Perioperative chemotherapy (neoadjuvant or adjuvant) has been developed to increase overall survival for nonmetastatic muscle-invasive bladder cancer (MIBC). Retrospective studies or prospective phase II trials have been reported to use dose-dense methotrexate, vinblastine, doxorubicin, and cisplatin (dd-MVAC) or gemcitabine and cisplatin (GC). As dd-MVAC has shown higher response rates in metastatic disease, better efficacy is expected in the perioperative setting.
We designed a randomized phase III trial to compare the efficacy of dd-MVAC or GC in MIBC perioperative (neoadjuvant or adjuvant) setting.
Design, setting and participants
A total of 500 patients were randomized from February 2013 to March 2018 in 28 centers and received either six cycles of dd-MVAC every 2 wk or four cycles of GC every 3 wk.
Outcome measurements and statistical analysis
The primary endpoint (progression-free survival at 3 yr) was not reported. We focused on secondary endpoints: chemotherapy toxicity and pathological responses.
Results and limitations
In the neoadjuvant group, 218 patients received dd-MVAC and 219 received GC. Of the patients, 60% received six cycles in the dd-MVAC arm and 84% received four cycles in the GC arm; 199 (91%) and 198 (90%) patients underwent surgery, respectively. Complete pathological response (ypT0pN0) was observed in 84 (42%) and 71 (36%) patients, respectively (p = 0.2). An organ-confined status (<ypT3pN0) was obtained in 154 (77%) and 124 (63%) patients, respectively (p = 0.001). In the adjuvant group, 40% of patients received six cycles in the dd-MVAC arm and 60% received four cycles in the GC arm. Most of Common Terminology Criteria for Adverse Events (CTCAE) grade ≥3 toxicities concerned hematological toxicities, reported for 129 (52%) patients in the dd-MVAC group and 134 (55%) patients in the GC group. Gastrointestinal (GI) grade ≥3 disorders were more frequently observed in the dd-MVAC arm (p = 0.003), as well as asthenia of grade ≥3 (p < 0.001).

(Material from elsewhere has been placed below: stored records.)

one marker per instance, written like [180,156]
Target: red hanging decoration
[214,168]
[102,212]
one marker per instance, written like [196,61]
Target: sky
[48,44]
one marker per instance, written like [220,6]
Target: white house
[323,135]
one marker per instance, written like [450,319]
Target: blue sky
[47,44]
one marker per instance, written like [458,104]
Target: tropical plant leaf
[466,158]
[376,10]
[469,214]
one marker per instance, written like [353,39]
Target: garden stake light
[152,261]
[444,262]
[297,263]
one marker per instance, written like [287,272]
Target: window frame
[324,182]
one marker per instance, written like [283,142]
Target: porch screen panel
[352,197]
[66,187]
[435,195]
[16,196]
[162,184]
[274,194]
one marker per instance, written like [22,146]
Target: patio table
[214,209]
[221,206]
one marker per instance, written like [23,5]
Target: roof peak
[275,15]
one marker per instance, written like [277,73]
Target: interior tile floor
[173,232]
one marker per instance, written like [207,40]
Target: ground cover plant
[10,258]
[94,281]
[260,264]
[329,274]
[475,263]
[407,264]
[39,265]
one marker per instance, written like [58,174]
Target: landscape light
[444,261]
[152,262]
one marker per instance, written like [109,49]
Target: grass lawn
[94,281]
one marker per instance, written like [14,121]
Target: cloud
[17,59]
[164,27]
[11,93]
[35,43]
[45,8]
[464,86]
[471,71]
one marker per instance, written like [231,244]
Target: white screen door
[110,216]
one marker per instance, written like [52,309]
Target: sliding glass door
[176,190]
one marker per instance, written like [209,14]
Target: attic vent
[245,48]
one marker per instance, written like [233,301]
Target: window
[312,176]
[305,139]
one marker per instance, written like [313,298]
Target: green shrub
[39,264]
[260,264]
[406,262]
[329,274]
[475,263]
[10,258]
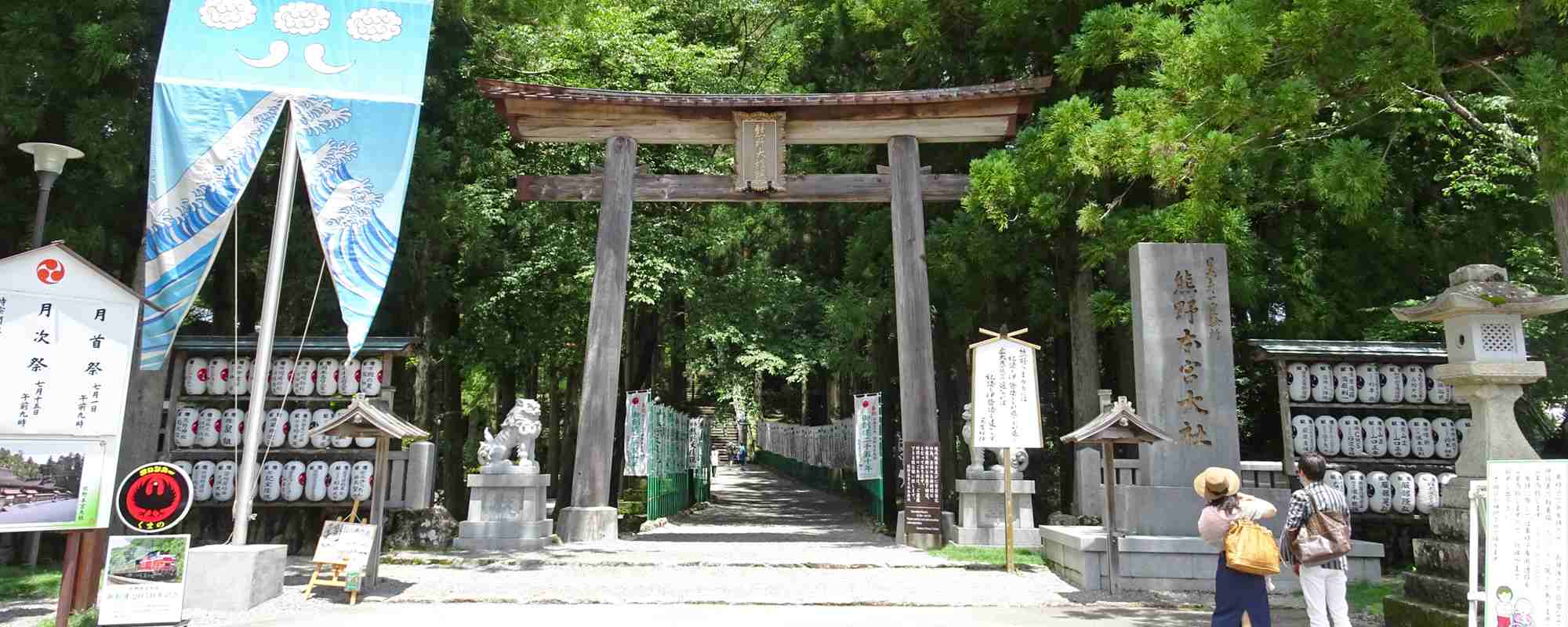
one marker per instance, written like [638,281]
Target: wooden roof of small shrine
[948,115]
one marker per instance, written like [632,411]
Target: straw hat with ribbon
[1216,484]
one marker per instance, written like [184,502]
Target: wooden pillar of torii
[760,126]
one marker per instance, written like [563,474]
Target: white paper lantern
[371,377]
[1426,493]
[1374,440]
[1327,435]
[186,427]
[241,377]
[1368,386]
[349,382]
[1345,383]
[208,427]
[319,419]
[1302,435]
[197,377]
[217,375]
[305,377]
[1357,491]
[272,482]
[299,429]
[1323,383]
[281,379]
[1404,493]
[1382,495]
[1421,441]
[1448,438]
[338,480]
[201,479]
[361,480]
[1398,438]
[231,429]
[294,480]
[341,443]
[316,480]
[1351,438]
[1415,385]
[1393,380]
[327,374]
[275,429]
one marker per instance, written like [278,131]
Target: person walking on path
[1238,596]
[1323,585]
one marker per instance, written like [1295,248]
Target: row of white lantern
[1379,438]
[1382,493]
[281,429]
[288,482]
[324,377]
[1365,383]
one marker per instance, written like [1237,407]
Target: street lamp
[49,161]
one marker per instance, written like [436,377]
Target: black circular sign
[154,498]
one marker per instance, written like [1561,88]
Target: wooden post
[916,369]
[379,506]
[606,313]
[1108,455]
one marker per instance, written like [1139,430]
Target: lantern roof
[1483,289]
[1119,424]
[365,419]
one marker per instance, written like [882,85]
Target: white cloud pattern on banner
[228,15]
[374,26]
[302,18]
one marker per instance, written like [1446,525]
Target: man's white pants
[1326,596]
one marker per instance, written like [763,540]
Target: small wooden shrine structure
[363,419]
[1117,424]
[761,128]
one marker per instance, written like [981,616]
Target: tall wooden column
[590,518]
[916,366]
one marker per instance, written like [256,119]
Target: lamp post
[49,161]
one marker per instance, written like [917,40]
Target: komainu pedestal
[506,513]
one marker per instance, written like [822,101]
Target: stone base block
[234,579]
[1078,556]
[589,524]
[1404,612]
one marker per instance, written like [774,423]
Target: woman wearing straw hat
[1238,596]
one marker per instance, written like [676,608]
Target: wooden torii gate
[760,126]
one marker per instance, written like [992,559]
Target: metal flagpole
[245,488]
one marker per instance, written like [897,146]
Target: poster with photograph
[53,484]
[143,581]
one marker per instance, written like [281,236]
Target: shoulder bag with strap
[1326,537]
[1250,548]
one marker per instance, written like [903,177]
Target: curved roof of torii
[576,115]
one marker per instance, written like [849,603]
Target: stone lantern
[1484,327]
[1483,316]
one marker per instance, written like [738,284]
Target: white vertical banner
[1006,394]
[868,437]
[636,444]
[1526,546]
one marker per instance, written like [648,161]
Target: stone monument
[507,507]
[982,515]
[1484,330]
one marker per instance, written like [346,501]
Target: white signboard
[67,332]
[868,437]
[1006,396]
[143,581]
[1526,546]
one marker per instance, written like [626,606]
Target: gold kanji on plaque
[760,151]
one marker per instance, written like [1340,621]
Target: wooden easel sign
[343,554]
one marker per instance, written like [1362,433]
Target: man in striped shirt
[1323,585]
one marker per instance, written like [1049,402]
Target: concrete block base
[1078,556]
[589,524]
[234,579]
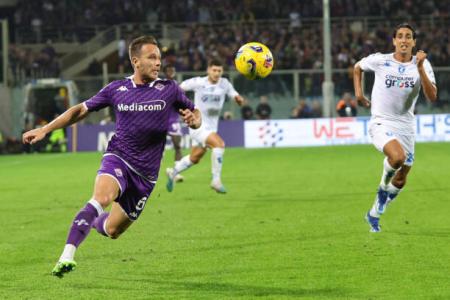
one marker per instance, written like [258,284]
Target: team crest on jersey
[122,89]
[159,86]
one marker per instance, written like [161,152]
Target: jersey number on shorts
[141,203]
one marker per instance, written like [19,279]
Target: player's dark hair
[215,62]
[167,67]
[404,25]
[136,45]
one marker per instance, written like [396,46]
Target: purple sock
[82,225]
[99,224]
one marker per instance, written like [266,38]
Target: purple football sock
[82,225]
[99,223]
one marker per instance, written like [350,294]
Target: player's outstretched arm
[69,117]
[239,100]
[429,89]
[192,118]
[357,83]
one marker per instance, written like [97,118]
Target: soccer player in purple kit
[130,165]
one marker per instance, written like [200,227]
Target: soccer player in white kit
[209,94]
[398,79]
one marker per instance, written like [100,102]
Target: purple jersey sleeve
[182,101]
[101,100]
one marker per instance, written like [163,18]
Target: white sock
[68,252]
[182,164]
[393,191]
[216,163]
[388,173]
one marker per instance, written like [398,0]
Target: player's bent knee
[104,200]
[114,233]
[399,182]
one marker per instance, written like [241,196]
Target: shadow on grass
[230,289]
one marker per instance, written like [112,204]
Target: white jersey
[395,91]
[209,98]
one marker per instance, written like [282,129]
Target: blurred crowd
[301,47]
[38,14]
[28,63]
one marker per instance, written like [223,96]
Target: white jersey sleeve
[190,84]
[371,62]
[231,92]
[429,71]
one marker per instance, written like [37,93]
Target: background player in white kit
[398,78]
[210,92]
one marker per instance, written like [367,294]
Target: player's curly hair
[136,45]
[404,25]
[215,62]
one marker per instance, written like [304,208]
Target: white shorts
[382,134]
[200,135]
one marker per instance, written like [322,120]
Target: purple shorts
[134,189]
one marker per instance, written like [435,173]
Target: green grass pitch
[291,226]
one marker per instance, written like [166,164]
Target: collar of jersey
[412,61]
[151,84]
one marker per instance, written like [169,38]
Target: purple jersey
[142,118]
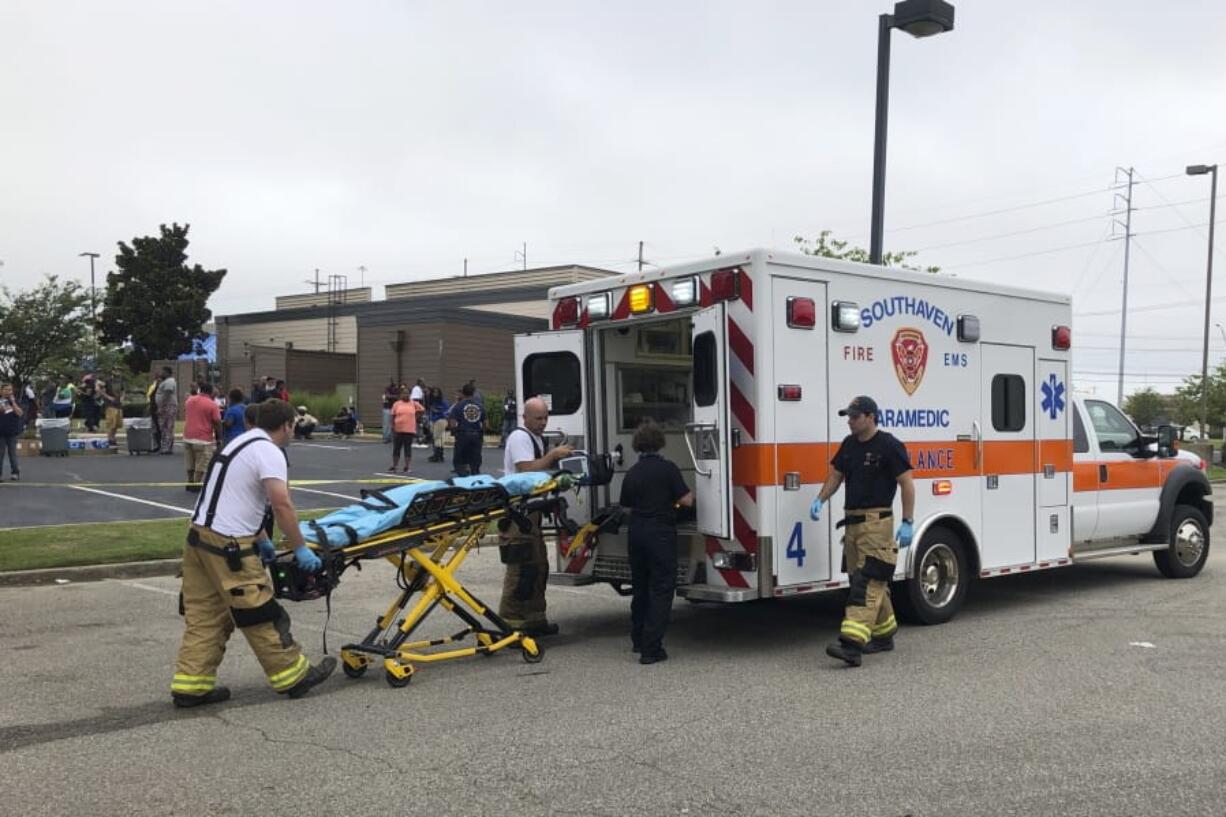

The toxicity of dd-MVAC was manageable with more severe asthenia and GI side effects than that of GC in perioperative chemotherapy. A higher local control rate (complete pathological response, tumor downstaging, or organ confined) was observed in the dd-MVAC arm (p = 0.021). However, such data have to be confirmed on progression-free survival, with primary endpoint data expected in mid-2021.